SUARA TRENGGALEK – Pemerintah pusat telah menetapkan aturan baru yang memperbolehkan pengadaan barang dan jasa tanpa lelang hingga Rp 400 juta melalui Peraturan Presiden (Perpres) Nomor 46 Tahun 2025.
Meski demikian, kebijakan tersebut saat kini belum diterapkan dalam pelaksanaan pengajuan pokok pikiran (Pokir) di DPRD Trenggalek hasil dari serap aspirasi anggota DPRD.
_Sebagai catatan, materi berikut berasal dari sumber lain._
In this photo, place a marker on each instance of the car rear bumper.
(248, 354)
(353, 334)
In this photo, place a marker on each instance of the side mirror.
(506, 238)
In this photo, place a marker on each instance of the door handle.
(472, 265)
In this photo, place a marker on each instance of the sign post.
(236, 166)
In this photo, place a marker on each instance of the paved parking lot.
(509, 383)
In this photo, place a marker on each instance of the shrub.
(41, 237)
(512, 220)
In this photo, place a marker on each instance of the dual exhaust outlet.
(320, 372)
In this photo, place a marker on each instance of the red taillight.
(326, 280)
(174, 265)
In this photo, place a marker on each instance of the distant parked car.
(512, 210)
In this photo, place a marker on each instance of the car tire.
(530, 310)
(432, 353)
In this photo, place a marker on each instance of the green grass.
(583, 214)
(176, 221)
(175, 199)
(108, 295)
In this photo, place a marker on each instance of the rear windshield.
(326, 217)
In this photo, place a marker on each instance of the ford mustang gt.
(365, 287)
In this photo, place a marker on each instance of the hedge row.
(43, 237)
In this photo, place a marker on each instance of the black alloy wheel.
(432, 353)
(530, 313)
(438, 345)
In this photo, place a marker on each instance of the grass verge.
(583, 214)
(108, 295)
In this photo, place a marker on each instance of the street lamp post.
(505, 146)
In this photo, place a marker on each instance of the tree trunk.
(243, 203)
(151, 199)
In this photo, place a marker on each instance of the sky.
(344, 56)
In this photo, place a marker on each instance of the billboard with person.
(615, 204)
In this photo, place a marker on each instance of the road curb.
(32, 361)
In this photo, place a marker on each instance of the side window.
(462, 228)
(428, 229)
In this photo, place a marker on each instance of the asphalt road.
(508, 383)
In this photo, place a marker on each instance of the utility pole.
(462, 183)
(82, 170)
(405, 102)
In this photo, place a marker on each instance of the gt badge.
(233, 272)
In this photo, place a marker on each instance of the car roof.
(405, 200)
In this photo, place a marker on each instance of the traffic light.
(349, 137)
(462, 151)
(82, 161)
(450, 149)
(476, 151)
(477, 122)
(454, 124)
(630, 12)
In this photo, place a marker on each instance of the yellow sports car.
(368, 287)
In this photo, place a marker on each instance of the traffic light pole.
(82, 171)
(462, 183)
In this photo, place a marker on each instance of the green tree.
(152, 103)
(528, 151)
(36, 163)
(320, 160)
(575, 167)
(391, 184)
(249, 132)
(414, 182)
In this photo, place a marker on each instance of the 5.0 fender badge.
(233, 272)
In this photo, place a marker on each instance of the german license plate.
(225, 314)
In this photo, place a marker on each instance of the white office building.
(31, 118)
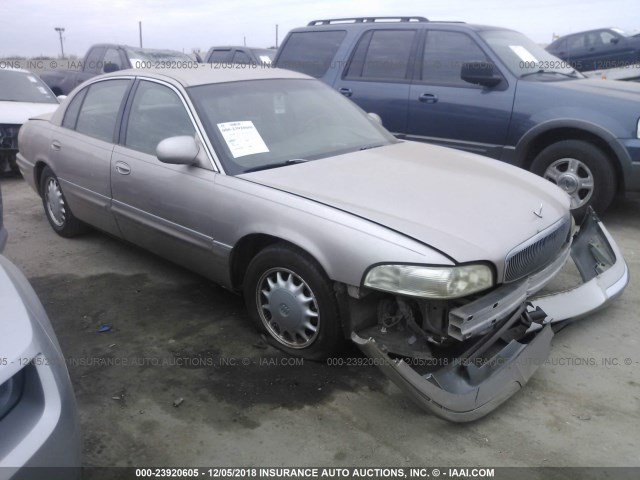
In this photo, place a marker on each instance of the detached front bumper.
(501, 361)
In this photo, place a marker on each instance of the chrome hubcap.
(54, 202)
(574, 177)
(288, 308)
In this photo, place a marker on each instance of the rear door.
(378, 76)
(164, 208)
(446, 110)
(81, 150)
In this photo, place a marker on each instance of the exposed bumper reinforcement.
(603, 271)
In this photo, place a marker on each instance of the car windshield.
(18, 86)
(523, 57)
(156, 55)
(260, 124)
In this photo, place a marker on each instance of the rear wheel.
(56, 208)
(290, 298)
(582, 170)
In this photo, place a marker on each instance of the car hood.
(595, 86)
(469, 207)
(17, 113)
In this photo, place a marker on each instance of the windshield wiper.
(573, 74)
(291, 161)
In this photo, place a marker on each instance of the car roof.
(206, 73)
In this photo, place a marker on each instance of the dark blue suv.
(483, 89)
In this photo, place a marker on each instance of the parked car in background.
(600, 49)
(240, 55)
(482, 89)
(39, 424)
(272, 184)
(22, 95)
(105, 58)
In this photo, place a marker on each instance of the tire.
(300, 312)
(582, 170)
(60, 217)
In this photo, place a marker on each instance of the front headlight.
(430, 282)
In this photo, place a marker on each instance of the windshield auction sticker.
(242, 138)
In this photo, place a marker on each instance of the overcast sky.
(28, 25)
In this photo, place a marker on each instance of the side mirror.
(375, 117)
(111, 67)
(479, 73)
(181, 150)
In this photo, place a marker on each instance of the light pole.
(60, 30)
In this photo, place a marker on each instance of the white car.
(39, 426)
(22, 96)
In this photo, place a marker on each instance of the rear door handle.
(122, 168)
(428, 98)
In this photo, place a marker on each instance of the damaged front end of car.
(461, 358)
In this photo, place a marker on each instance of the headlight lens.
(430, 282)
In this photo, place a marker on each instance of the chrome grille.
(538, 251)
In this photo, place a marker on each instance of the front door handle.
(428, 98)
(122, 168)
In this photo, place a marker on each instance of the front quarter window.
(99, 112)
Ketua Komisi III DPRD Trenggalek, Wahyudianto, menyebut bahwa keterbatasan anggaran daerah dan belum siapnya regulasi teknis menjadi faktor utama belum diimplementasikannya aturan tersebut.
“Setahu saya, untuk Pokir belum diterapkan. Jangankan pengadaan langsung Rp 400 juta, anggaran kita saja untuk infrastruktur masih sangat minim,” ujar Wahyudianto, Rabu (17/7/2025).
Dirinya juga menyampaikan jika dalam rencana perubahan APBD 2025 ini, belum ada usulan pokir yang sampai ke angka itu. Memang ada kenaikan, sebelumnya batas maksimal pengadaan langsung tanpa tender hanya Rp 200 juta.
Kenaikan menjadi Rp 400 juta tersebut berlaku setelah adanya Surat Edaran Lembaga Kebijakan Pengadaan Barang/Jasa Pemerintah (LKPP) Nomor 1 Tahun 2025. Namun, Wahyudianto menegaskan bahwa setiap penerapan kebijakan pusat harus disesuaikan dengan kondisi daerah.
“Masalah penerapan, tergantung kesiapan APBD. Karena biasanya regulasi baru itu tidak serta-merta langsung diimplementasikan, ada tahap adaptasi dan kesiapan anggaran,” katanya.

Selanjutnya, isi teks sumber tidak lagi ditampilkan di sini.